Even with the U-M parking structure off the table, it’s likely the Fuller Road Station project will continue to face opposition from some residents who argue a transit center is an improper use of city park land. The city’s charter requires sale of city park land to be approved by voters, and the proposed location of Fuller Road Station technically is part of Fuller Park.

City officials don’t intend to put the project up to a vote of the people, arguing it’s not technically a sale and the actual location has been a surface parking lot for years.

The Sierra Club and others still argue the city would be circumventing the law by building facilities that would almost ensure the land won’t return to park space in the next century.

The City Council took action in July 2010 to change the permissible uses for property zoned “public land” to include “transportation facilities,” which allows a train station at Fuller Park.
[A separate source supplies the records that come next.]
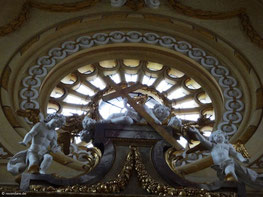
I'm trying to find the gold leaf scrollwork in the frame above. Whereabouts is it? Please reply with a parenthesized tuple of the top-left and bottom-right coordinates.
(133, 147, 234, 196)
(30, 147, 134, 193)
(133, 146, 178, 196)
(16, 108, 40, 124)
(0, 0, 99, 37)
(27, 146, 236, 196)
(233, 141, 250, 159)
(0, 1, 31, 37)
(165, 147, 185, 175)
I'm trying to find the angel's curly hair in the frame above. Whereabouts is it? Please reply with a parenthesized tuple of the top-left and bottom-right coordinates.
(44, 113, 66, 125)
(209, 130, 229, 143)
(82, 115, 96, 129)
(153, 104, 170, 120)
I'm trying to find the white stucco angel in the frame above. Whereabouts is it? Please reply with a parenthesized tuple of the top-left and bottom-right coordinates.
(101, 97, 171, 125)
(190, 128, 263, 189)
(7, 113, 66, 175)
(79, 115, 97, 143)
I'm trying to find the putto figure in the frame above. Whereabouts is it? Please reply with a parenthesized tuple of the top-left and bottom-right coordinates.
(190, 128, 263, 189)
(7, 113, 66, 175)
(102, 98, 171, 125)
(79, 116, 97, 143)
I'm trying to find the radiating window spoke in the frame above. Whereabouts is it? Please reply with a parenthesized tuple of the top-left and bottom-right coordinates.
(47, 59, 215, 148)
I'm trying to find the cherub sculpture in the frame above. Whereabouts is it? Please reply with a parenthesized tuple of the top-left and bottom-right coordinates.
(7, 113, 66, 175)
(101, 98, 171, 125)
(190, 128, 263, 189)
(79, 115, 97, 143)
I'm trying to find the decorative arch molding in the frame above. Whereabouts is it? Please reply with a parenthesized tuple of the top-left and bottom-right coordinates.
(18, 30, 243, 137)
(0, 0, 262, 48)
(0, 15, 261, 174)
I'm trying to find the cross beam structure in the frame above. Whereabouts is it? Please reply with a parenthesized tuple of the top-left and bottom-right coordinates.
(101, 76, 183, 150)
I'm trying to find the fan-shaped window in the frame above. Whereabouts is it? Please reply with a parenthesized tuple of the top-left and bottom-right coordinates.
(47, 59, 215, 148)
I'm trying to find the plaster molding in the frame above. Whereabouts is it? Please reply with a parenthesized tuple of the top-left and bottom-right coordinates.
(19, 31, 243, 137)
(0, 0, 262, 48)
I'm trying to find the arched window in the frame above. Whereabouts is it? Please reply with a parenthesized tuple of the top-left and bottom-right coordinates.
(47, 59, 215, 147)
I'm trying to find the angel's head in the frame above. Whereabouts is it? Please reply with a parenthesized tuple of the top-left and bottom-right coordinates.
(153, 104, 170, 122)
(209, 130, 228, 144)
(82, 115, 96, 129)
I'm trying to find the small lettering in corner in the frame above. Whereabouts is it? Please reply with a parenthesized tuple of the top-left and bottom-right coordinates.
(1, 191, 27, 196)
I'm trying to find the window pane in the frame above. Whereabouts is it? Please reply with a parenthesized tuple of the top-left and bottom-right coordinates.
(63, 94, 89, 105)
(90, 77, 106, 90)
(61, 74, 77, 85)
(185, 79, 201, 89)
(147, 62, 163, 71)
(99, 60, 116, 68)
(110, 73, 121, 84)
(156, 80, 172, 92)
(123, 59, 140, 67)
(50, 87, 64, 98)
(76, 84, 95, 96)
(168, 68, 184, 78)
(125, 74, 138, 83)
(173, 100, 199, 109)
(142, 75, 156, 86)
(78, 64, 94, 74)
(167, 88, 187, 100)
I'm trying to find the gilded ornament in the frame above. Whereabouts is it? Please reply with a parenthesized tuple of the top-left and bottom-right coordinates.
(233, 141, 250, 159)
(22, 146, 236, 196)
(178, 190, 186, 196)
(16, 108, 40, 124)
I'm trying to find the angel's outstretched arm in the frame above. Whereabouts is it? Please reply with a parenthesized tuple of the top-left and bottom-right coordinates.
(189, 127, 213, 150)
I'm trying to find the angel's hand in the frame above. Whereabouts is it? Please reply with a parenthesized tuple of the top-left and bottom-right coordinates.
(19, 141, 27, 146)
(154, 119, 162, 125)
(189, 127, 199, 134)
(242, 158, 249, 164)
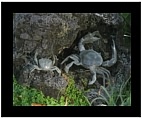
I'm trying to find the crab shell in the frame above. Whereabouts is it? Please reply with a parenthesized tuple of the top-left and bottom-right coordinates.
(38, 58, 53, 70)
(80, 50, 103, 69)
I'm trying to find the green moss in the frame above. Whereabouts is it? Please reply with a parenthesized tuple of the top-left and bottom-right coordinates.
(13, 75, 90, 106)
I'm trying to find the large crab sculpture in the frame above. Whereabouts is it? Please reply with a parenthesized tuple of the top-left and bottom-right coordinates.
(29, 51, 61, 76)
(61, 31, 117, 86)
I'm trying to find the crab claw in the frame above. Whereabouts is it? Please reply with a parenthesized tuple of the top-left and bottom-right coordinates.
(102, 39, 117, 67)
(79, 32, 100, 52)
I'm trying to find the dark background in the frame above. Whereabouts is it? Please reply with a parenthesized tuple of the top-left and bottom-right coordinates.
(1, 2, 141, 117)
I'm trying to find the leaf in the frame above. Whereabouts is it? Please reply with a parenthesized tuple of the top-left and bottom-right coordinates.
(31, 103, 46, 106)
(64, 97, 68, 106)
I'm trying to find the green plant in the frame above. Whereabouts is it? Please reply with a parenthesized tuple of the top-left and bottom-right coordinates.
(120, 13, 131, 36)
(13, 75, 90, 106)
(91, 76, 131, 106)
(63, 76, 90, 106)
(13, 79, 47, 106)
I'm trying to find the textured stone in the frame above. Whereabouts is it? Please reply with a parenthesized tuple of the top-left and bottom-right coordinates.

The city has spent hundreds of thousands of dollars on preliminary work for the project, some of which will be reimbursed by federal grants. The city also has undertaken a $1.34 million project to relocate utility lines at the site of the Fuller Road Station project.

City officials were hoping dollars invested in the first phase of the project would count as matching funds for future federal grants for a train station, but they found out from the Federal Rail Administration that’s not going to be the case.

Hieftje said the project timeline is uncertain now.

“We need to get a little further into the environmental study and the design of the project before we’ll be able to put a timeline on it,” he said.

Kosteva said U-M’s decision not to build a parking structure as part of Fuller Road Station in no way represents a backing out, failure to reach terms or retreat in the face of controversy.

“It is a joint recognition that the station and parking as presently designed could not be financed and constructed under the general terms of the memorandum of understanding,” he said, adding the agreement between the city and the university not only identified financial expectations, but also included the desire to have a facility in place by June 2012.

“When federal funds or city commitment for funding a station development are more imminent, the university will be prepared to reengage in a discussion that would include an assessment of how a intermodal facility relates to university needs and interests at that time,” he said.

As far as alternative parking locations being considered, Kosteva said the university is exploring a variety of locations in the vicinity of the medical center, including the Wall Street site previously approved by the regents for construction.

The growth in U-M’s medical-related employment, including 500 new jobs, and expansion of patient services dictates the need to move ahead as quickly as possible, he said.